Iolanta, in questa dimensione atemporale, fantastica, nella quale viene nascosta al mondo, potrà riacquistare la vista soltanto nel momento in cui la desidererà ardentemente per amore. E sarà l'incontro con il conte Vaudémont che glielo farà scoprire a poco a poco, con l'inquietante domanda sulla rosa rossa. Il duetto centrale tra Iolanta e Vaudemont, nucleo lirico per eccellenza di questo idillio drammatico, è come il destarsi da un sogno. Mentre Robert, il Duca di Borgogna amico di Vaudémont, cui è lei promessa senza saperlo, se ne va lasciandoli soli, di fronte al cavaliere si manifesta la visione di questa fanciulla come un desiderio finalmente materializzatosi. Alla calda e bella voce del tenore Migrad Agadzhanian che canta la sua romanza parte anche un applauso, e il duetto drammatico sulla rosa bianca (la purezza che gli offre Iolanta) e la rosa rossa (l'amore che chiede Vaudémont) è una delle perle di questa versione e dell'opera: il cavaliere, scoprendo la cecità della fanciulla amata, le descrive il dono più prodigioso di Dio, ossia la luce, così ammaliandola ed attraendola verso di sé e rivelando una parte della verità che si affermerà nel finale.

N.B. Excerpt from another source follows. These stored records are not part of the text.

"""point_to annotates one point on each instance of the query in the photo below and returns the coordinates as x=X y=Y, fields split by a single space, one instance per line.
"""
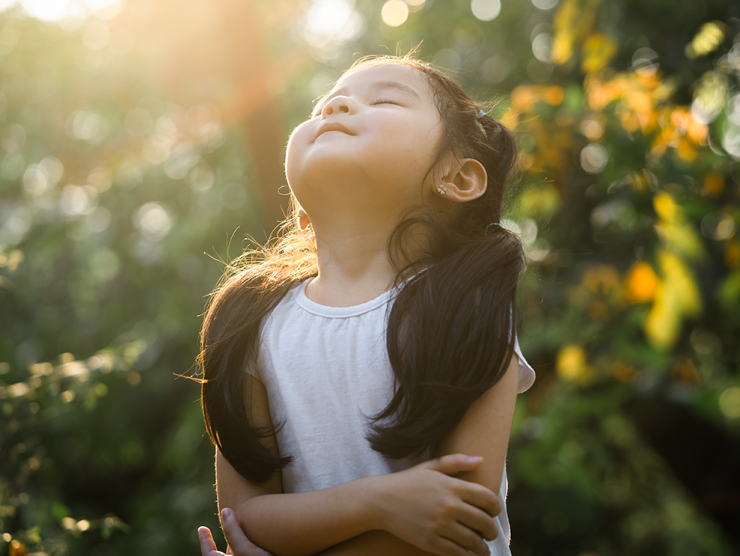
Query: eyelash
x=379 y=101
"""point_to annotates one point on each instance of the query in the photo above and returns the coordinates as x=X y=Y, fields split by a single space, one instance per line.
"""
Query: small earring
x=303 y=220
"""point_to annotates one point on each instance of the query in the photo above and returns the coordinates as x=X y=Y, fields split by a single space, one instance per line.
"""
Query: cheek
x=296 y=144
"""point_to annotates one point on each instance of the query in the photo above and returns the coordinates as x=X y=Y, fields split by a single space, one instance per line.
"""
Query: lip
x=332 y=126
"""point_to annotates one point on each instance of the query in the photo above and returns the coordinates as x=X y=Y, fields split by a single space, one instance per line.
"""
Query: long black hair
x=450 y=329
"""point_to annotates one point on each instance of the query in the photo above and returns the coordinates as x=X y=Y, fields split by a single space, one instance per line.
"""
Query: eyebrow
x=376 y=85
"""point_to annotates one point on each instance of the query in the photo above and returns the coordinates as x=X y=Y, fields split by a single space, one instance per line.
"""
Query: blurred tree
x=140 y=136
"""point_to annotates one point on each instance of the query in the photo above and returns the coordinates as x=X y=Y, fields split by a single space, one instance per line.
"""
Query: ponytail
x=451 y=329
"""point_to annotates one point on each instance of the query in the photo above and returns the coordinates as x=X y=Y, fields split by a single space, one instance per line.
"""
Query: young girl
x=360 y=374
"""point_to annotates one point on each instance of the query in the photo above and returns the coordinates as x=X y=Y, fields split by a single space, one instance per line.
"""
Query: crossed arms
x=445 y=506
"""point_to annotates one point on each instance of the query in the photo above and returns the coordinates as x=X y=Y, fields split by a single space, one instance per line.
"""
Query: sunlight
x=55 y=10
x=332 y=21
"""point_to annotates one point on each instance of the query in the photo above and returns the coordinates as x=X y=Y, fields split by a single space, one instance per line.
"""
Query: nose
x=337 y=105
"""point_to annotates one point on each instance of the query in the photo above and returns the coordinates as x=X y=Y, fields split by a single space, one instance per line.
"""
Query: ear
x=465 y=180
x=303 y=220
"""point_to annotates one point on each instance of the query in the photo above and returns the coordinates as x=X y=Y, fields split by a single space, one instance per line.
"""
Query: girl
x=360 y=374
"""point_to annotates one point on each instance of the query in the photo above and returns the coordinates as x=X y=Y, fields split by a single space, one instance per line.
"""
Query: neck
x=353 y=263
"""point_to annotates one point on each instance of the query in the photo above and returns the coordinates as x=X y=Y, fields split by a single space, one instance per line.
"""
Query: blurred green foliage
x=127 y=173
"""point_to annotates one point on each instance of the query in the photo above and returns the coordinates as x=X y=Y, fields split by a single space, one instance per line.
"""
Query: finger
x=478 y=521
x=467 y=539
x=207 y=545
x=238 y=542
x=446 y=547
x=480 y=497
x=453 y=464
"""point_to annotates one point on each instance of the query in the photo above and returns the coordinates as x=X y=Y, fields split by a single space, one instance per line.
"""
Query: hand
x=428 y=508
x=234 y=537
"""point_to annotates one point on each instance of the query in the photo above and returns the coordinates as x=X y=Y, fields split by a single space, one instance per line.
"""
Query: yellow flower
x=642 y=283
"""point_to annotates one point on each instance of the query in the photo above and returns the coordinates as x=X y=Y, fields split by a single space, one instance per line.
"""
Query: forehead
x=390 y=73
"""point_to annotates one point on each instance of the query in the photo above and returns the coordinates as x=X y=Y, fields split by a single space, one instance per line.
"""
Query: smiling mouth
x=327 y=128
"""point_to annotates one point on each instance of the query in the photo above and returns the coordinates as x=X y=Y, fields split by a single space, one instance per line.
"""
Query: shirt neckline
x=340 y=312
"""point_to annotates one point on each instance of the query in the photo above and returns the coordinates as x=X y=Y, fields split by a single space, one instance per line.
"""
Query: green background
x=142 y=143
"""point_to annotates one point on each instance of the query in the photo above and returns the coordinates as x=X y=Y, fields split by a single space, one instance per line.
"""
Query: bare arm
x=483 y=431
x=296 y=524
x=424 y=505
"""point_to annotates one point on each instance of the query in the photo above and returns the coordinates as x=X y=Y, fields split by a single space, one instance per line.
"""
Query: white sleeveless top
x=326 y=370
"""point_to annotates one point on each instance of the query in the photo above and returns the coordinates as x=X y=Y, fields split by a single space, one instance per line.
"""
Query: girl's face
x=367 y=150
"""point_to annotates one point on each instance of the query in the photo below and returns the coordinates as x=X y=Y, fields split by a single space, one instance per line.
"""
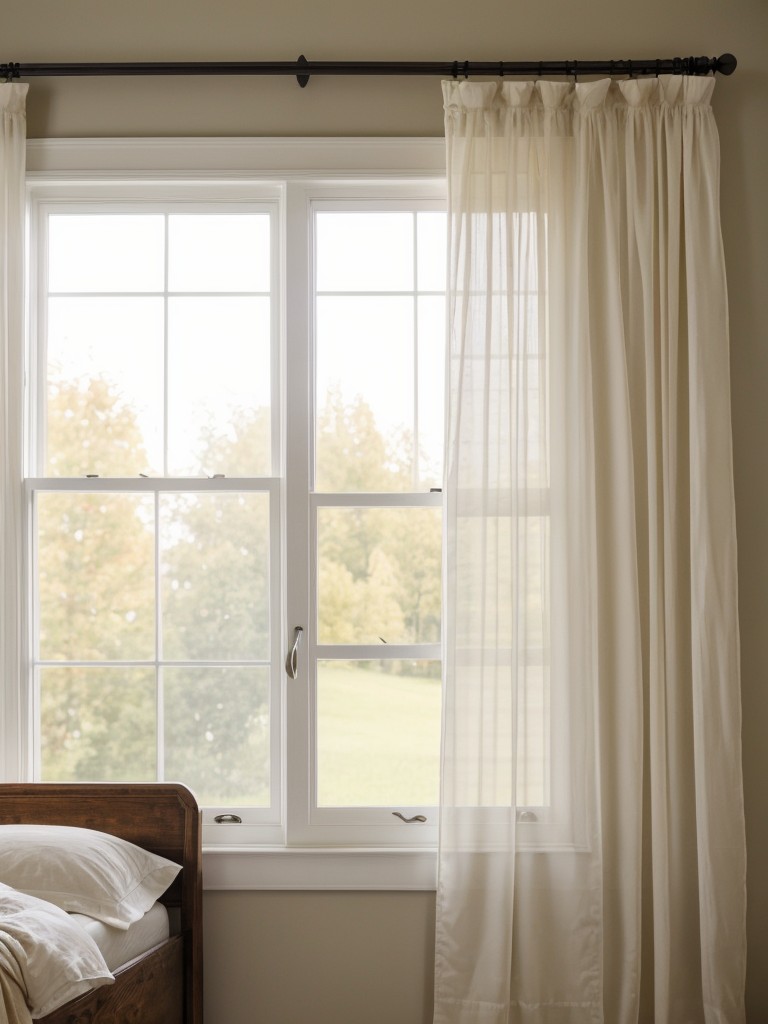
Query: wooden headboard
x=162 y=817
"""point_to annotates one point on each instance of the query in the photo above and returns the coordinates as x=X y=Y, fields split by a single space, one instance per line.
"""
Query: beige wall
x=356 y=957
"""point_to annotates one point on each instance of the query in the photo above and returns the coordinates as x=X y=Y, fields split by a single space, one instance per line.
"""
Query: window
x=236 y=429
x=236 y=402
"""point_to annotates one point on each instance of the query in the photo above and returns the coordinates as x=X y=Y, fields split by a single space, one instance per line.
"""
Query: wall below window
x=320 y=957
x=288 y=957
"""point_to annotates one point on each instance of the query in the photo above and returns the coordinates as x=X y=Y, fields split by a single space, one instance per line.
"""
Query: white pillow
x=84 y=871
x=50 y=957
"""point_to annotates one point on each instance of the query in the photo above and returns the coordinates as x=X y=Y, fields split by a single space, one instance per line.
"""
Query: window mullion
x=297 y=696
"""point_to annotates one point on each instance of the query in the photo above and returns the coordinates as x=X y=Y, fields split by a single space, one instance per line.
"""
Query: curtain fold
x=12 y=197
x=592 y=842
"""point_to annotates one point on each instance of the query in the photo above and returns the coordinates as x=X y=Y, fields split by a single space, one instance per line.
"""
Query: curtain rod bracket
x=302 y=79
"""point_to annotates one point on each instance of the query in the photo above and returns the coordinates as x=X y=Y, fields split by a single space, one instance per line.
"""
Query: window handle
x=292 y=662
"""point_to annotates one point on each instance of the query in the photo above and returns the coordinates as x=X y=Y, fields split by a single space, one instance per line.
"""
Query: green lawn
x=378 y=736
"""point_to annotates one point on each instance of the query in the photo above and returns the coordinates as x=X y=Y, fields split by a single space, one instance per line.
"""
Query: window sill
x=318 y=867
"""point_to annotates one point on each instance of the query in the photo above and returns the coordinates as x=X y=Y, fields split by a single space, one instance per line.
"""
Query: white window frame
x=338 y=857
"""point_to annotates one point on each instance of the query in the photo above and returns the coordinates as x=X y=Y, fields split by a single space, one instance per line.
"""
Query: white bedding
x=45 y=958
x=118 y=945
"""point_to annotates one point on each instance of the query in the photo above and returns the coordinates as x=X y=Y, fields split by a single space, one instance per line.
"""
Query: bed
x=164 y=984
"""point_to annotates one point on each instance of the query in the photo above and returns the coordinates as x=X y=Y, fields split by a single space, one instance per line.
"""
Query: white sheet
x=118 y=945
x=44 y=955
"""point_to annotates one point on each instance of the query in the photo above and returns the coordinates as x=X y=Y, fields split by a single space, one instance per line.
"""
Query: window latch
x=292 y=662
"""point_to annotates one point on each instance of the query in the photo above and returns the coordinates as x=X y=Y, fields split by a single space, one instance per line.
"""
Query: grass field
x=378 y=736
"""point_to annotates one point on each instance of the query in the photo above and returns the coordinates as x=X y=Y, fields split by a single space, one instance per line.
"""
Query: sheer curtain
x=12 y=165
x=592 y=846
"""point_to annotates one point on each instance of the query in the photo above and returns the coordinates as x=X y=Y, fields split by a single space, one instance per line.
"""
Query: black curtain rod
x=303 y=69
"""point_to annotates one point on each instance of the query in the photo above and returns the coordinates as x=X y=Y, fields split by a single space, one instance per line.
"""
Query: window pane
x=104 y=412
x=365 y=390
x=97 y=724
x=378 y=733
x=218 y=253
x=363 y=251
x=215 y=576
x=379 y=576
x=217 y=733
x=105 y=253
x=219 y=386
x=95 y=577
x=431 y=239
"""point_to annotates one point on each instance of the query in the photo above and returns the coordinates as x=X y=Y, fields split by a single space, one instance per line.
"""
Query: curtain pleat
x=592 y=844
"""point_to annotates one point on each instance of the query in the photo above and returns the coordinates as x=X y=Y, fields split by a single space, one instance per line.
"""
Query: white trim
x=318 y=867
x=266 y=159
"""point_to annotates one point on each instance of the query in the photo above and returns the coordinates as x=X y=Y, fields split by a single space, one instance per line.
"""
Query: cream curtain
x=592 y=844
x=12 y=165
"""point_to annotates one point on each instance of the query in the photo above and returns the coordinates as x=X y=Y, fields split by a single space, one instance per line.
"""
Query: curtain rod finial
x=726 y=64
x=302 y=79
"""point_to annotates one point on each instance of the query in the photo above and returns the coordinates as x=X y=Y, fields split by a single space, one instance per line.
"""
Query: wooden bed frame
x=164 y=985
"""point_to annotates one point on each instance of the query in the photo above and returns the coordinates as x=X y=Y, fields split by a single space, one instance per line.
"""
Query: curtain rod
x=303 y=69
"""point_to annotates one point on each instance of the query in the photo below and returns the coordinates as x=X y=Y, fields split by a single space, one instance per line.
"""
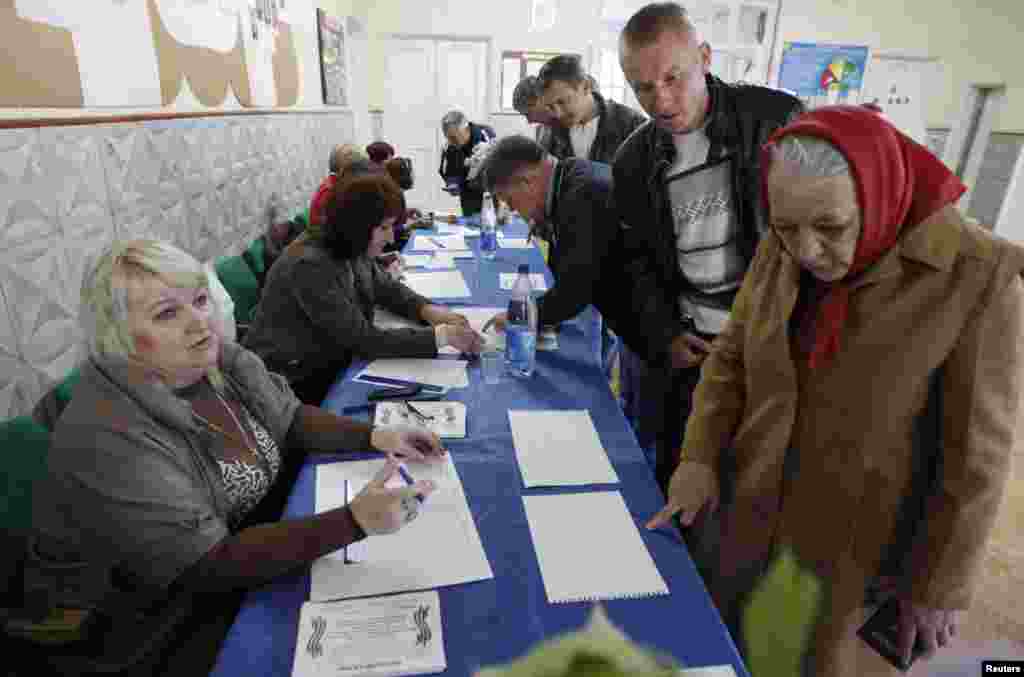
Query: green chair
x=25 y=443
x=242 y=285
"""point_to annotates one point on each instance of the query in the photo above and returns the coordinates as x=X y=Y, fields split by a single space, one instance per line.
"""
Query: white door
x=425 y=79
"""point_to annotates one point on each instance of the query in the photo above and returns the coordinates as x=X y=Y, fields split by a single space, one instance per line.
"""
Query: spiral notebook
x=582 y=563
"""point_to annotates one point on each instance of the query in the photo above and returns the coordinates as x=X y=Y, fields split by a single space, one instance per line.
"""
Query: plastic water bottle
x=520 y=330
x=488 y=233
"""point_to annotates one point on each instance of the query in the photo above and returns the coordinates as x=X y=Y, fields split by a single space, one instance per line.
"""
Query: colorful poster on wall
x=334 y=60
x=823 y=74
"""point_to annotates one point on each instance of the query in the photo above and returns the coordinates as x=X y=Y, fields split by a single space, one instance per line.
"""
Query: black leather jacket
x=645 y=311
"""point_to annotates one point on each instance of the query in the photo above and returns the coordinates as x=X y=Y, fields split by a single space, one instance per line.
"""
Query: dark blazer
x=742 y=117
x=316 y=312
x=581 y=230
x=613 y=127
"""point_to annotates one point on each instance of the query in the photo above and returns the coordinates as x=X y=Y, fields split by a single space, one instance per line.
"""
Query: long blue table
x=496 y=621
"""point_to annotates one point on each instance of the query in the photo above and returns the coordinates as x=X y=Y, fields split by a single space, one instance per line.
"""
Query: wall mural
x=210 y=52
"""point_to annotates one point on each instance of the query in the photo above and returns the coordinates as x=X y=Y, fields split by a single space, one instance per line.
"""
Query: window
x=515 y=67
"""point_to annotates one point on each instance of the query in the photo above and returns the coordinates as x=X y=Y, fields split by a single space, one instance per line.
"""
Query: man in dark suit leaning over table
x=565 y=203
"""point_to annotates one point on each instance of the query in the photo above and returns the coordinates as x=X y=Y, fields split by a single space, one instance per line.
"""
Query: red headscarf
x=899 y=183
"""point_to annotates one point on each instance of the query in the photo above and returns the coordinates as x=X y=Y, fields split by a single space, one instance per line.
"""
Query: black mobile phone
x=881 y=632
x=394 y=393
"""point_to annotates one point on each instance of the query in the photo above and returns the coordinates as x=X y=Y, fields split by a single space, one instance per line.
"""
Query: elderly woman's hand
x=464 y=339
x=379 y=509
x=408 y=442
x=933 y=627
x=693 y=485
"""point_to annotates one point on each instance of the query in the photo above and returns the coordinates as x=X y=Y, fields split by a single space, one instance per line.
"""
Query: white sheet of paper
x=450 y=373
x=442 y=284
x=536 y=279
x=608 y=560
x=378 y=637
x=449 y=419
x=435 y=243
x=559 y=449
x=384 y=319
x=441 y=547
x=515 y=243
x=456 y=229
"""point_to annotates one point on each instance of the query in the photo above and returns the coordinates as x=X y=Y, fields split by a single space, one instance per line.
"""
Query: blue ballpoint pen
x=409 y=480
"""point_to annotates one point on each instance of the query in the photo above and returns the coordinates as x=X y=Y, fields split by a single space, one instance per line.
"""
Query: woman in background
x=316 y=312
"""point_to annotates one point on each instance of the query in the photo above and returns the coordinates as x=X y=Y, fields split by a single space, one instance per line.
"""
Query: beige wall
x=976 y=44
x=507 y=22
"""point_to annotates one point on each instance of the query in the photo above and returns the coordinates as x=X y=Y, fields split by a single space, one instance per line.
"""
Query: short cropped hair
x=380 y=152
x=355 y=207
x=810 y=156
x=647 y=25
x=510 y=156
x=564 y=68
x=454 y=120
x=110 y=277
x=526 y=93
x=342 y=156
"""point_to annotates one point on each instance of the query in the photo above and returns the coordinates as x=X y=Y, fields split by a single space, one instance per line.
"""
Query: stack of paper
x=434 y=243
x=440 y=547
x=559 y=449
x=396 y=371
x=589 y=548
x=507 y=280
x=445 y=419
x=396 y=635
x=443 y=284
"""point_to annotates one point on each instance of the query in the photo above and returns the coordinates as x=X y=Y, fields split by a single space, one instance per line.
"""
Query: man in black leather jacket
x=687 y=192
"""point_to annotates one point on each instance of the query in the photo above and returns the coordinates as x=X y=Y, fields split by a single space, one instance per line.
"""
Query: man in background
x=566 y=204
x=463 y=137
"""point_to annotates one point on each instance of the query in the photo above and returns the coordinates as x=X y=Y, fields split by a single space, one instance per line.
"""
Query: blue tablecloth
x=496 y=621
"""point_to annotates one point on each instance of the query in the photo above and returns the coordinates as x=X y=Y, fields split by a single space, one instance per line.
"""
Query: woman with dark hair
x=317 y=308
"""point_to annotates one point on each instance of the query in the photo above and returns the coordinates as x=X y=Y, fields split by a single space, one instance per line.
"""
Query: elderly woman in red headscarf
x=860 y=406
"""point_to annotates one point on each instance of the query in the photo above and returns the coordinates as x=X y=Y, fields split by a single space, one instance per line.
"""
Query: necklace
x=244 y=440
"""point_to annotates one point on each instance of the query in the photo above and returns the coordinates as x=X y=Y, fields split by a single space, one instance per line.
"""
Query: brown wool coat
x=942 y=308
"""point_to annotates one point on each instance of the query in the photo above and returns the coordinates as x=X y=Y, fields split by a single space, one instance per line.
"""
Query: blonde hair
x=103 y=313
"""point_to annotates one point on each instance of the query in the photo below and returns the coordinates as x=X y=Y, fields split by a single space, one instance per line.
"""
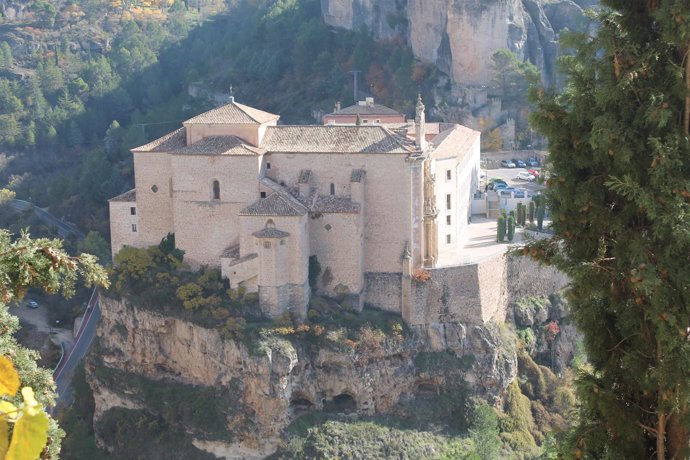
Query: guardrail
x=85 y=319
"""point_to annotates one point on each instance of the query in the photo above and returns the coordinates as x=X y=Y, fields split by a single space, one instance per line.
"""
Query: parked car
x=493 y=182
x=520 y=193
x=519 y=163
x=524 y=175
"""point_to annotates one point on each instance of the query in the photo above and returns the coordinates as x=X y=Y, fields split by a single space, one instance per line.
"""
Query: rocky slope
x=261 y=387
x=459 y=36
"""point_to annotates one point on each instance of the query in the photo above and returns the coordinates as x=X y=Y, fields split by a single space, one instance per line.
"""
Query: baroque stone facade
x=257 y=199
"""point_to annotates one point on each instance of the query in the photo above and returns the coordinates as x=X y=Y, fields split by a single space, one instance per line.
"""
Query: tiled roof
x=233 y=113
x=231 y=252
x=452 y=141
x=270 y=232
x=219 y=145
x=127 y=196
x=367 y=109
x=334 y=139
x=357 y=175
x=276 y=204
x=170 y=142
x=304 y=176
x=334 y=204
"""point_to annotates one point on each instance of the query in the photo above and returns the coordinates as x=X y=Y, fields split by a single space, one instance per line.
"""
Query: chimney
x=420 y=125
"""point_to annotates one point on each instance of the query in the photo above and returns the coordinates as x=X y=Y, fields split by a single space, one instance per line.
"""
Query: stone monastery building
x=370 y=203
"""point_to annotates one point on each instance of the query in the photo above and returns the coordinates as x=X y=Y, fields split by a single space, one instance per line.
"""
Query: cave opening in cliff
x=340 y=403
x=299 y=406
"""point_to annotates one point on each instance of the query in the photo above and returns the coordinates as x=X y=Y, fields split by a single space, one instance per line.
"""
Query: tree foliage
x=25 y=263
x=620 y=200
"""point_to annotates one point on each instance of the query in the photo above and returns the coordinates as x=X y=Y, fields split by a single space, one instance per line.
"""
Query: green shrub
x=511 y=228
x=501 y=229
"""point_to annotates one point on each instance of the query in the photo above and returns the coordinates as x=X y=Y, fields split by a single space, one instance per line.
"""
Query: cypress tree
x=619 y=195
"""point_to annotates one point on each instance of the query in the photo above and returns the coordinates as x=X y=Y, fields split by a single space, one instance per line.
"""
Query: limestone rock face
x=267 y=389
x=460 y=36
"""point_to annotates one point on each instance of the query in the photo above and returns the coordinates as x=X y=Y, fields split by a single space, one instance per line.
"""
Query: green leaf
x=9 y=379
x=29 y=437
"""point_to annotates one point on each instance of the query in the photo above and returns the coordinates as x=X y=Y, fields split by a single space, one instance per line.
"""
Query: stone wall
x=383 y=290
x=122 y=225
x=479 y=293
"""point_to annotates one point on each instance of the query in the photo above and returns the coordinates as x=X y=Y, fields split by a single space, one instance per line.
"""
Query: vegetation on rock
x=618 y=193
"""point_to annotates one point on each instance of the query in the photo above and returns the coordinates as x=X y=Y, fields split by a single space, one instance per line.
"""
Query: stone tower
x=420 y=125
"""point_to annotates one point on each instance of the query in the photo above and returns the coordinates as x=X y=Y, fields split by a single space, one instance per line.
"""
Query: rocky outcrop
x=266 y=386
x=460 y=36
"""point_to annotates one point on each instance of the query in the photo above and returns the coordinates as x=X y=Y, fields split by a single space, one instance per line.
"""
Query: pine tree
x=620 y=201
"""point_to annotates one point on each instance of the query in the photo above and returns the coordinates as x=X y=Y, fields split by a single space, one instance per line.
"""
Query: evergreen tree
x=620 y=201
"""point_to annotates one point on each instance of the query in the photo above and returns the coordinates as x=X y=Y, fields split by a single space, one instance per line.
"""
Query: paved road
x=87 y=332
x=64 y=229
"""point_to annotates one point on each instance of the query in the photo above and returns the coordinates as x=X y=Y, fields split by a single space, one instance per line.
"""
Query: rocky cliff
x=460 y=36
x=158 y=364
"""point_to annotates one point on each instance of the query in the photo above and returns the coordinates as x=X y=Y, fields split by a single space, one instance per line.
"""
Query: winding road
x=63 y=228
x=62 y=375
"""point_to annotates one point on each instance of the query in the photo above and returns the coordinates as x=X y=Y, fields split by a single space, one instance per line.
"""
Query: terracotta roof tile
x=219 y=145
x=170 y=142
x=275 y=205
x=334 y=204
x=334 y=139
x=129 y=196
x=270 y=232
x=452 y=141
x=233 y=113
x=304 y=176
x=367 y=109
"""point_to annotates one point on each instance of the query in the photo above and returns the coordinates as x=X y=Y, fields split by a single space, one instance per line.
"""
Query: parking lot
x=508 y=175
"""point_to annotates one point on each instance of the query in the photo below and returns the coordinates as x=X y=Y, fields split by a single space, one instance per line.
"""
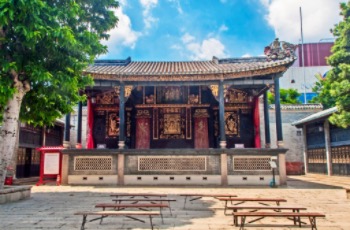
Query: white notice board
x=52 y=163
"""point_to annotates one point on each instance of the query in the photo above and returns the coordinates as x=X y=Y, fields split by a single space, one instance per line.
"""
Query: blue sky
x=184 y=30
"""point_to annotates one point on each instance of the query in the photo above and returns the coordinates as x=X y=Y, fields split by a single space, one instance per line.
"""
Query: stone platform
x=52 y=207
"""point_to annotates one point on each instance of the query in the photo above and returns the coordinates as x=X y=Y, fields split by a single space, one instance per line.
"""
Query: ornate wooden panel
x=317 y=161
x=168 y=163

Voce intangibile quella di Iolanta, come la sua purezza, che fa cantare di lei come “Angelo di luce” (in originale: "Нет! Чары ласк красы мятежной"): “No!Le carezze appassionate di una bellezza tempestosa non mi dicono nulla...L'amore in me si abbandona ai sogni/ E sogna un angelo immacolato,/di meravigliosa, celestiale bellezza,/un'apparizione di verginale santità,/ con lo sguardo di angelica bontà”. La morbida e accalorata voce di Migrad Agadzhanian trasmette tutto l'amore che merita tale fanciulla innocente che risponde alla lode di Vaudémont con ispirata accoglienza. L'innocenza e la luce traspaiono dalla stessa voce di Irina Churilova fin dall'inizio: ingenua, gradualmente diverrà coraggiosa per il cavaliere, affrontando la terapia del moro Ibn-Hakia,
Misticismo, trascendenza, luci ovattate che divengono chiare alla fanciulla che si sottopone alla cura per salvare l'amato Vaudémont, condannato a morte dal padre René per convincerla – inganno perpretrato a fin di bene – si traducono in chiarore rifulgente e di respiro in musica, amalgamando tutta la storia in un fatato ricongiungimento tra tutti. In un empito di leale generosità, il padre Renè concederà a Robert, Duca di Borgogna – l'intenso baritono Alekxei Markov – di liberarsi dalla promessa di matrimonio per sposare l'amata Matilde, e a Vaudémont concede l'agognata Iolanta, che riluce tra le note straordinariamente dirette dal moscovita Valery Gergiev, con grande supporto dell'Orchestra dell’Accademia Nazionale di Santa Cecilia e del suo Coro diretto con la consueta organicità e destrezza dal Maestro Ciro Visco.